Btw, you should use a different notation with the first $a_i$'s

Say $x \in \mathbb{Z}_p$ and it's in fact a sequence of $x_i \in \mathbb{Z}/p^i$, $i \ge 1$ so that $x_{i+1} \equiv x_i \mod p^{i}$. OK, for $x_1$ you can choose a representative $a_0$ from $0$ to $p-1$ (it's a residue mod $p$). Now $x_2$ is a residue mod $p^2$ so you can take a representative between $0$ and $p^2-1$. Write it in base $p$. It has to be of the form $a_0+ a_1 p$ ( same $a_0$ since $x_2 \equiv x_1 \mod p$). Now move over to $x_3$, choose a representative between $0$ and $p^3-1$ uniquely, you write it in base $p$, it must have an expression as $a_0 + a_1 p + a_2 p^2$ ( the $a_0$, $a_1$ are the same since $x_3 \equiv x_2 \mod p^2$ ).

In the end, $x$ corresponds to an infinite sum $a_0 + a_1 p + \cdots$, determined by the condition $a_0 + \cdots + a_{k-1} p^{k-1} \equiv x_k$

Obs: We are not using at all that $p$ is prime, it's not required at this stage, and you can even have $p=10$, when things are even easier.
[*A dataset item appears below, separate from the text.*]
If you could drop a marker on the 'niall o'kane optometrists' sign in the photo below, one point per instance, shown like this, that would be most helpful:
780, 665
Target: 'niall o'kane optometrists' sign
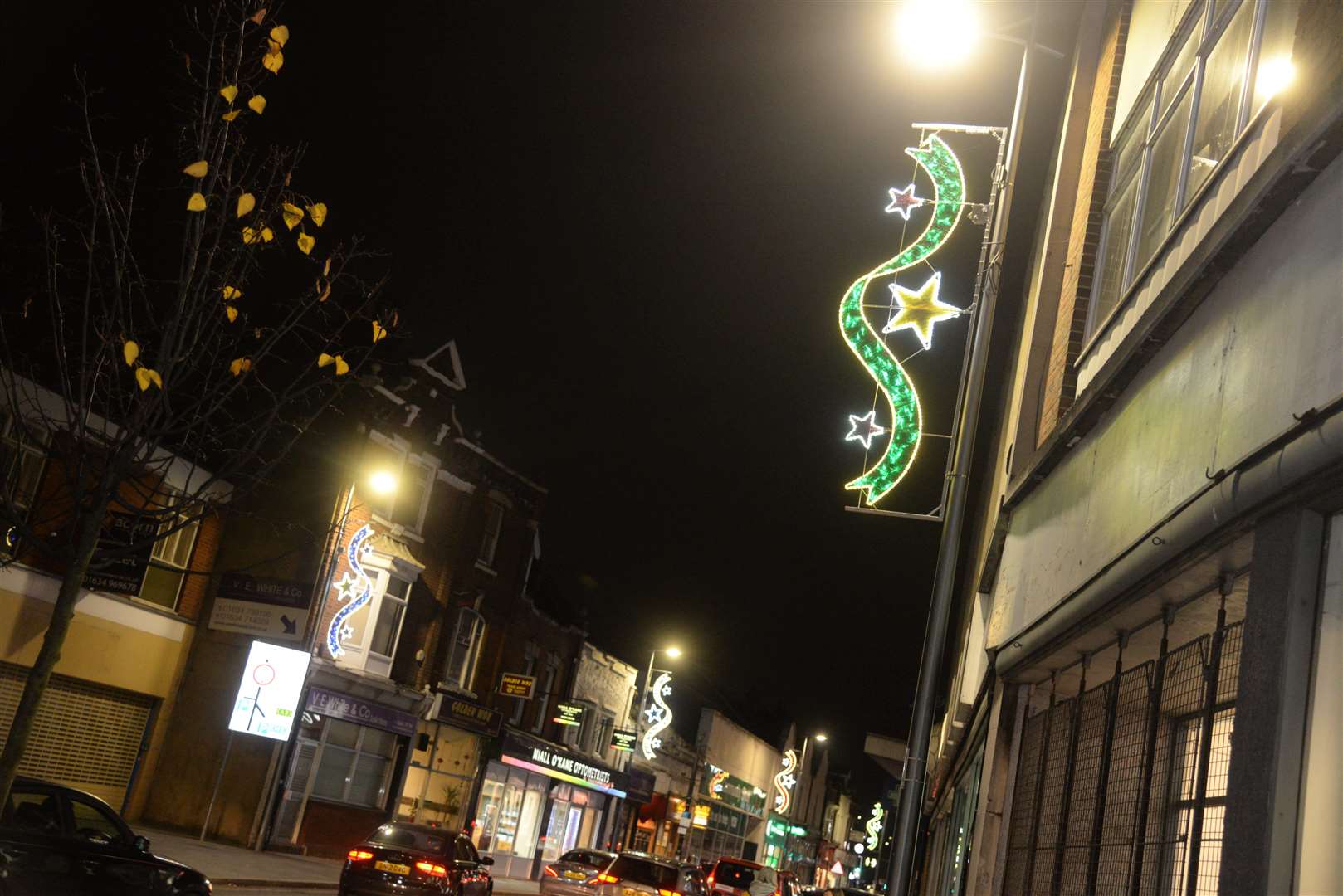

There you can see that $-1 = 9 + 9 \cdot 10 + 9 \cdot 100 + \cdots $

Answer 2

When $a_1$ is fixed modulo $p$, then $a_2$ will be represented by an integer between $0$ and $p^2-1$ (both included), furthermore, modulo $p$ $a_2=a_1$ hence if $a_1$ is between $0$ and $p-1$ one will have :

$$a_2=a_1+\alpha\times p $$

Now $\alpha$ is not determined at all by $a_1$, namely there are $p$ different choices which will give different numbers modulo $p^2$ they are $\alpha=0,...,p-1$.
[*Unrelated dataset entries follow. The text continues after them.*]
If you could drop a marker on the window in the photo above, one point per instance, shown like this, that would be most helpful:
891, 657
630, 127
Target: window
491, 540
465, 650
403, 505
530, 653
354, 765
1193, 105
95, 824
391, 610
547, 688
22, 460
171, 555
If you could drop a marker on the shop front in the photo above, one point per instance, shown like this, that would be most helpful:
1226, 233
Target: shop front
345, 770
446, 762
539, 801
More generally, if you fixed some $a_{i_0}$ then all the $a_i$'s for $i\leq i_0$ are fixed (explicitely $a_i=a_{i_0}$ mod $p^i$) however there are $p$ choices for $a_{i_0+1}$, $p^2$ choices for $a_{i_0+2}$ which will verify $a_{i_0+1}=a_{i_0}$ mod $p^{i_0}$, $a_{i_0+2}=a_{i_0}$ mod $p^{i_0}$...

Now your second question is clear, the dimension 1 is no more true (since $a_1$ does not determine the whole sequence $(a_i)$).

For your last remark if :

$$x=\sum_{i=0}^{\infty}a_ip^i \text{ with } 0\leq i\leq p-1$$

is any $p$-adic integer then $x\in \mathbb{Z}_p^{\times}$ if and only if $a_0\neq 0$. Furthermore $a_0$ is by definition the congruence of $x$ modulo $p$.

Answer 3

I’ll just address your first question or two. The way I recommend strongly that you think of $p$-adic numbers is to imagine them as $p$-ary expansions extending (potentially) infinitely to the left. Let’s use $5$ for our typical prime number.

You can write any ordinary integer in base $5$, so that the expansion $4213_5$ means $3+1\cdot5+2\cdot5^2+4\cdot5^3$. Same as decimal expansion, but with $5$ as the base. Now remember that $p$-adically, the powers of $p$ are smaller and smaller, so that an expansion going to the left, like $\dots4444_5;$ means $4+4\cdot5+4\cdot5^2+\cdots=\sum_{i=0}^\infty4\cdot5^i$, a good $5$-adically convergent geometric series ’cause the common ratio is $5$, which is smaller than $1$. (I like to use a semicolon for the radix point instead of a period to remind myself that I’m working $p$-adically.)Evaluate it with the formula for geometric series, and get $4/(1-5)=-1$.

This says that the successive approximations $4_5$, $44_5$ (equals $20+4$, remember) and $444_5$ (equals $100+20+4$) all have the property that they’re congruent to $-1$ modulo higher and higher powers of $5$.

One very strong advantage of this notation is that you do addition, subtraction, and multiplication of $5$-adic numbers exactly as you learned to do in elementary school for decimally-notated integers. There will be carries proceeding to the left, just as before. All you need that’s different is a $5$-ary multiplication table (and maybe an addition table will help too). Division has to be done rather differently, because you need it to work right to left, but I won’t go into that.

I’ll leave you with one nice fact: to seven $5$-adic places, $\dots2013233_5;$ is a square root of $-1$ in $\Bbb Z_5$. You can check that the sequence $3_5=3_{10}$, $33_5=18_{10}$, $233_5=68_{10}$, etc. are numbers $n$ such that $n^2+1$ is more and more highly divisible by powers of $5$. That means that the number represented by this infinite $5$-adic expansion (I’ve only written down part of it, of course) is a square root of $-1$ in $\Bbb Z_5$.